Ist nun aber kultureller Text wie ein Datenstrom formatiert? Ist Kultur als komplexe Software zu beschreiben? Hat Sampling etwas mit (subversiven) Kulturtechniken zu tun?

Es geht, denke ich, darum, Sampling nicht als ästhetische und/oder technische Formation und auch nicht als subversives Criss crossing misszuverstehen. Woran Sampling arbeitet könnte, ist weniger ein nomadischer Wahnsinn, eine rekombinante Raserei, als vielmehr, die unfertige Form zu erhalten, einen Bastard zwischen Technologie und Fleisch, Zuschreibungen und Sedimentierungen zurückzuweisen, ständig neue Konnexionen zu erzeugen, Mutationen zu provozieren, Teleologien zu negieren. Insofern erscheint die Frage falsch gestellt: Kultur ist kein Programm, das auf einem Mega-Rechner läuft und lässt sich auch nicht analog designen. Gott ist eben kein genialer Uhrmacher. Wir müssen uns darüber klar werden, dass auch Kultur nicht jenseits ihrer Beschreibungen existiert. Wenn kulturelle Subjekte als "Flesh factor" von Hardware-Environments beschrieben werden, zeigt sich dabei vor allem ein technoider Zugriff auf kulturelle Verhältnisse und weniger die Technoidität/Technologizität von Kultur. Ein solcher Zugriff ist jedoch in dem Maße plausibel, als Technologie keine Umgebung für Kultur darstellt, sondern Teil der kulturellen Aneignung von Umwelt selbst ist. Es gibt eben keine 'Natur', auf die man sich berufen könnte, auch, wenn die Wissenschaft mittlerweile alle subatomaren Bausteine beisammen hat. Informationstypen, Interfaces, Kommunikationssoftware etc. sind selbst kulturelle Artefakte wie Wissen, Gedächtnis und eine Gabel. insofern erscheint es allemal angemessener und interessanter, über Sampling als kulturtechnische Formation nachzudenken, die sich in komplizierter und komplizenhafter Weise in kulturelle wie technische Verhältnisse einmischt, denn über Sampling als formale, formalisierte Strategie im Rahmen von Kunst oder Musik. Vorschnelle Kulturalisierungen solcher Strategien sind jedoch mit Vorsicht zu genießen.

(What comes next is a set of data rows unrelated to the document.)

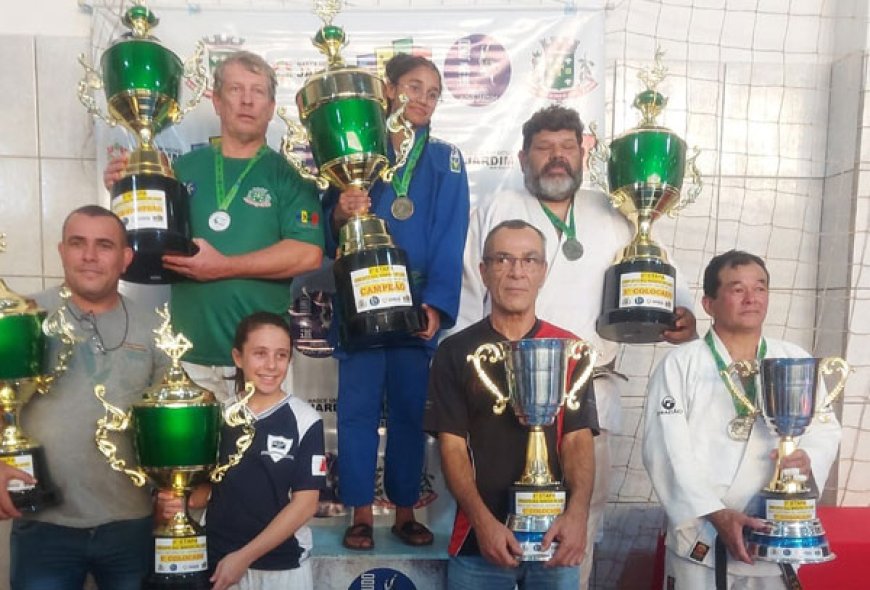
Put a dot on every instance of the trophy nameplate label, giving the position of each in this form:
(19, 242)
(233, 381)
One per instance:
(380, 287)
(180, 555)
(141, 209)
(790, 510)
(534, 503)
(646, 289)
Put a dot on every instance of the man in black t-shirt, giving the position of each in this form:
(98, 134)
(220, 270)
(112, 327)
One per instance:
(482, 454)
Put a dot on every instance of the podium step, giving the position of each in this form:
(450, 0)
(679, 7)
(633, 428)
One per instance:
(391, 564)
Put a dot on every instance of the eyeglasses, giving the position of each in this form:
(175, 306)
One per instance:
(503, 262)
(415, 90)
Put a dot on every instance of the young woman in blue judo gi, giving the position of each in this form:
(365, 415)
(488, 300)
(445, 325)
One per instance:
(433, 237)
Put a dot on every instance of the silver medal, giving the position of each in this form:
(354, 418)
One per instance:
(219, 220)
(572, 249)
(741, 427)
(402, 208)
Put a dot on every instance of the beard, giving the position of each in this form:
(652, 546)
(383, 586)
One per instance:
(553, 188)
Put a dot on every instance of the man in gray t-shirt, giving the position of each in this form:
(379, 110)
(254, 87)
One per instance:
(102, 525)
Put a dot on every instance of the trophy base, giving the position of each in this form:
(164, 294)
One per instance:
(180, 562)
(376, 305)
(793, 533)
(638, 302)
(156, 212)
(190, 581)
(800, 542)
(533, 511)
(37, 497)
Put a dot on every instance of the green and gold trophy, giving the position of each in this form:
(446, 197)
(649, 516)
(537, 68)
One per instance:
(344, 112)
(24, 333)
(142, 81)
(542, 375)
(176, 433)
(645, 170)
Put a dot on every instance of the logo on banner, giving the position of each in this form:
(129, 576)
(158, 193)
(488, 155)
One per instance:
(498, 160)
(477, 70)
(377, 61)
(558, 72)
(218, 48)
(382, 578)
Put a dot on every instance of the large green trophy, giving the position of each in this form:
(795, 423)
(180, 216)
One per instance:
(142, 83)
(24, 333)
(344, 111)
(645, 169)
(176, 432)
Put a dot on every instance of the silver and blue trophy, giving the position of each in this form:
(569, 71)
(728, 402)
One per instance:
(789, 401)
(538, 372)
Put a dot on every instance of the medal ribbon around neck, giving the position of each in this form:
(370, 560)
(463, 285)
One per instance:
(572, 247)
(402, 181)
(224, 198)
(751, 393)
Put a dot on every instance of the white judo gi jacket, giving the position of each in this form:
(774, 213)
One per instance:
(691, 459)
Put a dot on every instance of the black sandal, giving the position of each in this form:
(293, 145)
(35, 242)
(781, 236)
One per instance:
(359, 537)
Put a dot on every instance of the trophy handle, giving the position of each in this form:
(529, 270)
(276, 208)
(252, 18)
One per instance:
(397, 123)
(58, 326)
(598, 157)
(297, 135)
(92, 80)
(688, 197)
(578, 351)
(740, 369)
(830, 365)
(115, 420)
(195, 71)
(237, 415)
(491, 353)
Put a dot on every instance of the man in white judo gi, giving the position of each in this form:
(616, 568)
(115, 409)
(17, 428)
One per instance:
(583, 235)
(704, 470)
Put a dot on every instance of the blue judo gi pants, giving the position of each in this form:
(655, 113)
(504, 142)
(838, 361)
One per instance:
(365, 378)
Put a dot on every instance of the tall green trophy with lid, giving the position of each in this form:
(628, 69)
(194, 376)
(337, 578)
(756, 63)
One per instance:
(142, 82)
(344, 113)
(645, 169)
(25, 330)
(176, 434)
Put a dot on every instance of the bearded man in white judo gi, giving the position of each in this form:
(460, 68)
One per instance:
(583, 233)
(704, 472)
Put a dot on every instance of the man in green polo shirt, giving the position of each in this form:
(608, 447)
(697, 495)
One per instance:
(256, 222)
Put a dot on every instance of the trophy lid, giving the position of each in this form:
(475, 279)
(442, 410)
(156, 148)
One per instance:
(337, 80)
(13, 304)
(650, 102)
(140, 20)
(176, 387)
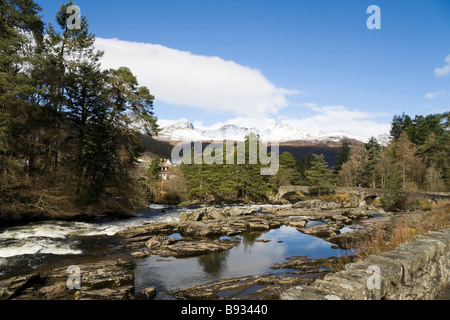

In diesem Sinn kann nur trotz der zahllosen falschen und unbeantworteten Fragen und trotz aller offengelassenen Konsequenzen nur gefordert werden:
Noch mehr Sampling, noch mehr Recycling!




© Reinhard Braun 2000

erschienen in:
Büro für Intermedialen Kommunikationstransfer (Hg.), copy & paste. drag & drop, Innsbruck 2001.